Tepat satu tahun setelah pelantikan, Wali Kota Depok akui banyak pekerjaan rumah yang harus segera diselesaikan demi kesejahteraan warga. Meskipun beberapa program strategis telah berjalan, tantangan di lapangan rupanya masih membutuhkan perhatian ekstra. Evaluasi menyeluruh ini menjadi refleksi penting bagi jajaran Pemerintah Kota (Pemkot) Depok untuk meningkatkan performa di tahun-tahun mendatang.
Refleksi Satu Tahun Kepemimpinan di Kota Depok
Memasuki tahun kedua masa jabatannya, pemimpin kota ini menyadari bahwa ekspektasi masyarakat sangatlah tinggi. Dalam sebuah pertemuan resmi, Wali Kota Depok akui banyak pekerjaan rumah terutama terkait integrasi sistem pelayanan publik. Beliau menekankan bahwa transformasi digital di lingkungan birokrasi belum sepenuhnya menyentuh seluruh lapisan masyarakat.
Masyarakat seringkali mengeluhkan birokrasi yang masih berbelit pada tingkat kelurahan dan kecamatan. Oleh karena itu, perbaikan sumber daya manusia (SDM) dan pembaruan sistem menjadi prioritas utama dalam waktu dekat.
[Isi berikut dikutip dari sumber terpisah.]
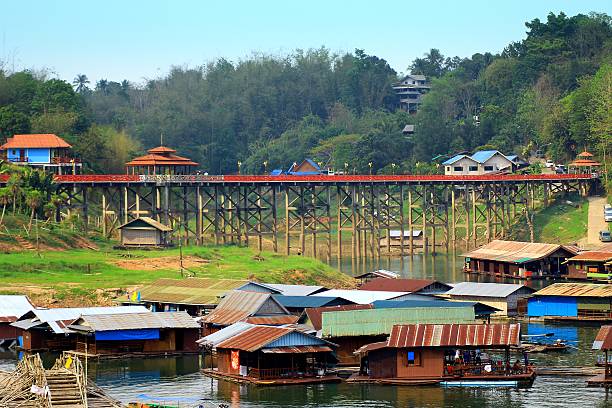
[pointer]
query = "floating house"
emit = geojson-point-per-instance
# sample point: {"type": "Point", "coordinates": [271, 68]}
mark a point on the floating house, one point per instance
{"type": "Point", "coordinates": [414, 286]}
{"type": "Point", "coordinates": [144, 232]}
{"type": "Point", "coordinates": [503, 296]}
{"type": "Point", "coordinates": [136, 334]}
{"type": "Point", "coordinates": [196, 296]}
{"type": "Point", "coordinates": [46, 151]}
{"type": "Point", "coordinates": [354, 328]}
{"type": "Point", "coordinates": [603, 342]}
{"type": "Point", "coordinates": [522, 260]}
{"type": "Point", "coordinates": [449, 354]}
{"type": "Point", "coordinates": [252, 307]}
{"type": "Point", "coordinates": [381, 273]}
{"type": "Point", "coordinates": [161, 160]}
{"type": "Point", "coordinates": [12, 307]}
{"type": "Point", "coordinates": [595, 265]}
{"type": "Point", "coordinates": [47, 329]}
{"type": "Point", "coordinates": [572, 301]}
{"type": "Point", "coordinates": [298, 304]}
{"type": "Point", "coordinates": [266, 355]}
Masalah Kemacetan yang Belum Terurai
Salah satu isu yang paling disoroti oleh warga Depok adalah masalah transportasi. Wali Kota menyebutkan bahwa kemacetan di jalan-jalan utama seperti Jalan Raya Margonda dan Jalan Raya Sawangan masih menjadi momok harian. Meskipun pelebaran jalan telah dilakukan, volume kendaraan terus meningkat setiap tahunnya.
Pemerintah kota berencana untuk memperkuat koordinasi dengan pemerintah pusat guna mempercepat pembangunan infrastruktur jalan tol dan transportasi massal. Beliau mengakui bahwa tanpa solusi radikal, kenyamanan mobilitas warga akan sulit tercapai secara optimal.
Pengelolaan Sampah dan Lingkungan Hidup
Selain transportasi, isu lingkungan juga menjadi catatan merah dalam evaluasi satu tahun ini. Wali Kota Depok akui banyak pekerjaan rumah dalam pengelolaan sampah di Tempat Pembuangan Akhir (TPA) Cipayung yang kapasitasnya semakin kritis.
Beberapa langkah yang akan diambil antara lain:
-
Optimalisasi pengolahan sampah berbasis komunitas (Bank Sampah).
-
Penerapan teknologi pengolahan sampah ramah lingkungan di hulu.
-
Peningkatan armada pengangkut sampah di setiap wilayah.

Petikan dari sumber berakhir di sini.